Given that there are two authors, the tone is amazingly consistent. I
thought the writing was excellent - I was buoyed along by how fluid and smart it was. On a related note, I loved how funny the book was - I started reading it in my gym and kept hooting with laughter on the elliptical. "Those sights include underground cities, murky swamps, troll-infested jungles, scorpion-filled deserts, and beautiful beaches - all of which seem even more remarkable when viewed from the back of a soaring griffin." (Now I, a non-gamer, want to play World of Warcraft!) "Of course, just because you want to see advertisements on the hood of a NASCAR stock car doesn't mean that the same ads belong on the side of a unicorn." I love it...

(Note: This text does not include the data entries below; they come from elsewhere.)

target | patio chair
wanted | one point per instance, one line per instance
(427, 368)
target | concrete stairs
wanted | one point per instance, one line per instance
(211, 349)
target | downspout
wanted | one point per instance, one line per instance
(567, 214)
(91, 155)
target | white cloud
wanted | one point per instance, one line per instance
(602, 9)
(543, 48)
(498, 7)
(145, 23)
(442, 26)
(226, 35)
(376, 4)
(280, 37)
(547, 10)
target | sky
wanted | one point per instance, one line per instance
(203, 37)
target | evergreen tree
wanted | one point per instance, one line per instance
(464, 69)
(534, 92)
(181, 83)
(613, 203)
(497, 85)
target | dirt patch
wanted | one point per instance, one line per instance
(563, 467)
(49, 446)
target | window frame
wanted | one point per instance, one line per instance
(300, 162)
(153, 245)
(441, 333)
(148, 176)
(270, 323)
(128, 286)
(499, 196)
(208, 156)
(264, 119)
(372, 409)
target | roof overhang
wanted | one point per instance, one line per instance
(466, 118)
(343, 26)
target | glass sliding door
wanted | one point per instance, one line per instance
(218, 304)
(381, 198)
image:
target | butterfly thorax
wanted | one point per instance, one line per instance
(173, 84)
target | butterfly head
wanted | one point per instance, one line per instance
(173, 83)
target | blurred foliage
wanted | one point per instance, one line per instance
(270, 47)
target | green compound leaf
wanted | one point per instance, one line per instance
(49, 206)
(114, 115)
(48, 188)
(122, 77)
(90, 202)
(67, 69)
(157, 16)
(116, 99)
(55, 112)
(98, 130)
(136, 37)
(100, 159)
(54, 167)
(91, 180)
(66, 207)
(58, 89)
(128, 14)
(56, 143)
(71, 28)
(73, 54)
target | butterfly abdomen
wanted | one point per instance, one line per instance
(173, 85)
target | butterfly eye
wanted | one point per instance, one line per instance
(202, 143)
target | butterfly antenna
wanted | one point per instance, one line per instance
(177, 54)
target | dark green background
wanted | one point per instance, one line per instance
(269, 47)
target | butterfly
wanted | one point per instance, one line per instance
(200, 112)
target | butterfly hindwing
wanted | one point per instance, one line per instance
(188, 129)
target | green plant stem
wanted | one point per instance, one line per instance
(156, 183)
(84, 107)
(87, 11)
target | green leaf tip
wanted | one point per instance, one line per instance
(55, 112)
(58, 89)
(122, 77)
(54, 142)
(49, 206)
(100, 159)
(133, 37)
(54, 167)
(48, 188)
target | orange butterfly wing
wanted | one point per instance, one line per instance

The thing that I liked best about the book, though, was sort of hard to put into words. But basically, the whole phenomenon of people playing games strikes me as immensely HUMAN. People are just people - we respond to the same impulses, whether the forum is online or "real life," and those impulses include a vast desire to create things, build communities and populate them, caretake, solve puzzles, collaborate, and to have things that are pretty or rare. Over and over again in the book, I was amazed at how much time people will spend taking care of sims, or virtual pets, or designing virtual t-shirts byte by byte, or whatever, just for the sake of doing it. I think this was well illustrated by the comment: "Game players have been known to create vibrant economies, develop complex social systems, generate innumerable pieces of digital content, and even perform boring data entry tasks, all on an enormous scale."

It's all amazing to me, that people do this in the absence (generally) of
financial incentive, and when all of this caretaking doesn't involve real
people or real objects (i.e. that they spend a ton of time to get a sword
that glows, but the sword is still just an online object) - and yet at the
same time, it makes complete sense. The internet gives people a forum in which they have a little microcosm of the world, in which to do all the things that humans want to do normally, but in which they have much more power and control than they do in normal life. I liked the comment "SimCity is a remakably undirected game, with few overall goals except for the player's desire to build the city that they want to build." Of course we want to build a small city and arrange it as we see fit. And of course we want every available tool to facilitate this, which is why I thought the anecdote about the DeCSS code being hidden in and disseminated through songs and pictures and haikus (!) was so hilarious and amazing and wonderful. Games give people a way to manifest their human impulses in a much less constrained way - even the use of avatars means that they can dispense with the physical (and personality) constructs that usually bound their activities in real life, further empowering them to do everything they might to do in life.

Anyway, that sense of joy in creation and collaboration, which came out both in the content of the book, but also in the tone of the writing, was the thing that I liked the best about it. This was a book written for humanists as much as businesspeople!